Such projects will never come to fruition if FoA has anything to say about it. In May FoA filed a legal petition with the U.S. Environmental Protection Agency requesting the agency consider new scientific evidence demonstrating the need to cancel the registration of PZP for population control of America’s wild horses and burros, which was issued to the Humane Society of the United States in 2012. Information is now available to the EPA regarding the unintended—and previously undisclosed—side effects on both targeted mares and wild horses in general. It not only shows unreasonable adverse effects, but also indicates the use of PZP on wild horses likely violates the Wild Horse and Burro Act of 1971 (WHBA).
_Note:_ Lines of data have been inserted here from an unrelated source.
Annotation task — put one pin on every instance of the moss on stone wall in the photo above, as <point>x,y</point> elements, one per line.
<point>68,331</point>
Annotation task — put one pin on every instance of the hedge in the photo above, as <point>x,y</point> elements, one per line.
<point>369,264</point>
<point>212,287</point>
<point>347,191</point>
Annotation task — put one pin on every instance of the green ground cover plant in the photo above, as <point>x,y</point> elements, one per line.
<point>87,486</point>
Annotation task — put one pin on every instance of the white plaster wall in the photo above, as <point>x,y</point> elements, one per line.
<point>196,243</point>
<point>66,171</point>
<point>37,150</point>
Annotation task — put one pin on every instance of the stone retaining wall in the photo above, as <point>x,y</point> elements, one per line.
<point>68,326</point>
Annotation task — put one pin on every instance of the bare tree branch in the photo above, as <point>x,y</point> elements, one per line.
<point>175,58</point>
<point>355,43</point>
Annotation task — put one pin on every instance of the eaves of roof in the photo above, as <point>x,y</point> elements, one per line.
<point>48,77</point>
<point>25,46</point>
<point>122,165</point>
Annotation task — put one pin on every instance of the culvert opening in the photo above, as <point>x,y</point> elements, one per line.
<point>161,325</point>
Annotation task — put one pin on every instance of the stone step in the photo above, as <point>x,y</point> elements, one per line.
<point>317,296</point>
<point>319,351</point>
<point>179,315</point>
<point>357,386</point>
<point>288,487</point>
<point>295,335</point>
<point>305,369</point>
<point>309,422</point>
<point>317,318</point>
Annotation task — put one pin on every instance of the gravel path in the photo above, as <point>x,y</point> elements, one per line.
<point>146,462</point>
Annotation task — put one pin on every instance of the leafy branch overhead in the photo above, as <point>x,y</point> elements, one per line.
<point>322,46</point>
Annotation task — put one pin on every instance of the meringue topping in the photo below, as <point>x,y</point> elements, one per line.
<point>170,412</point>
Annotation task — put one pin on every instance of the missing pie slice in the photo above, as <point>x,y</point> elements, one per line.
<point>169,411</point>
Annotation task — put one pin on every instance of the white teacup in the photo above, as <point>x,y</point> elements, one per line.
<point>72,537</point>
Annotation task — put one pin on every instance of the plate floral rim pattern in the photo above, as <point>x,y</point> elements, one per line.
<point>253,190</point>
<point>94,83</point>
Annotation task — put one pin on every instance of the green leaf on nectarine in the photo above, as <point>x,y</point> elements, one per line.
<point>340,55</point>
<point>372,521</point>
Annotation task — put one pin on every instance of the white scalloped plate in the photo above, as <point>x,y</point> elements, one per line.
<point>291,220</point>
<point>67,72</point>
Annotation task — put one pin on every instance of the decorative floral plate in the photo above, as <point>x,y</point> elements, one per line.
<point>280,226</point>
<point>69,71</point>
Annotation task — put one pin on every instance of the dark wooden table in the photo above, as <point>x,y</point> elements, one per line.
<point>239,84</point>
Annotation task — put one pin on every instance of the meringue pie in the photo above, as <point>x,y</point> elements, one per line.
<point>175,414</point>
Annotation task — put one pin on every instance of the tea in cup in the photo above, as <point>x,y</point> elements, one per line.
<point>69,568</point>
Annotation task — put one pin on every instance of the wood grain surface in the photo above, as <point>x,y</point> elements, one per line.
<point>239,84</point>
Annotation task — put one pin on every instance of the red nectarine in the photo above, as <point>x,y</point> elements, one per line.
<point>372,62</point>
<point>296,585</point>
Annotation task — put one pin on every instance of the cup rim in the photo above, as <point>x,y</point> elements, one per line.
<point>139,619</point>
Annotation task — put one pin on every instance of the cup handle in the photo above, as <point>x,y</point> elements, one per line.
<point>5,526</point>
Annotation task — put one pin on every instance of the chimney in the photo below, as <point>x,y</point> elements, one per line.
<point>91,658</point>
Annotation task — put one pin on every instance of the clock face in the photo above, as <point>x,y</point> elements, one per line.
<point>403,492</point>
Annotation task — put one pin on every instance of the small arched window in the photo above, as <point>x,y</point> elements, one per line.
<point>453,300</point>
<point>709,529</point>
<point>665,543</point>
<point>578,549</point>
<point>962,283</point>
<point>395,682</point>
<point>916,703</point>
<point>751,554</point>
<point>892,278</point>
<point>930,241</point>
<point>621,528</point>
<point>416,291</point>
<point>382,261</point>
FoA is adamant that new studies indicate that PZP use is harassing, and even killing, wild horses in ways not considered as part of the initial registration process. While it is true that the WHBA provides for an exception from general mandates to protect wild horses to control their populations, this exception is both narrow (the animal must be deemed “excess”) and can only be applied if the implementing agency first completes certain statutory requirements. 

With regards to the decision to dose a particular mare, the implementing agencies can comply with the WHBA. However, the other horses in the herd that are not dosed with PZP as well as the unborn foals cannot be legally defined as “excessive” and, thus, the risk of harassment or death to these animals posed by PZP violates the WHBA.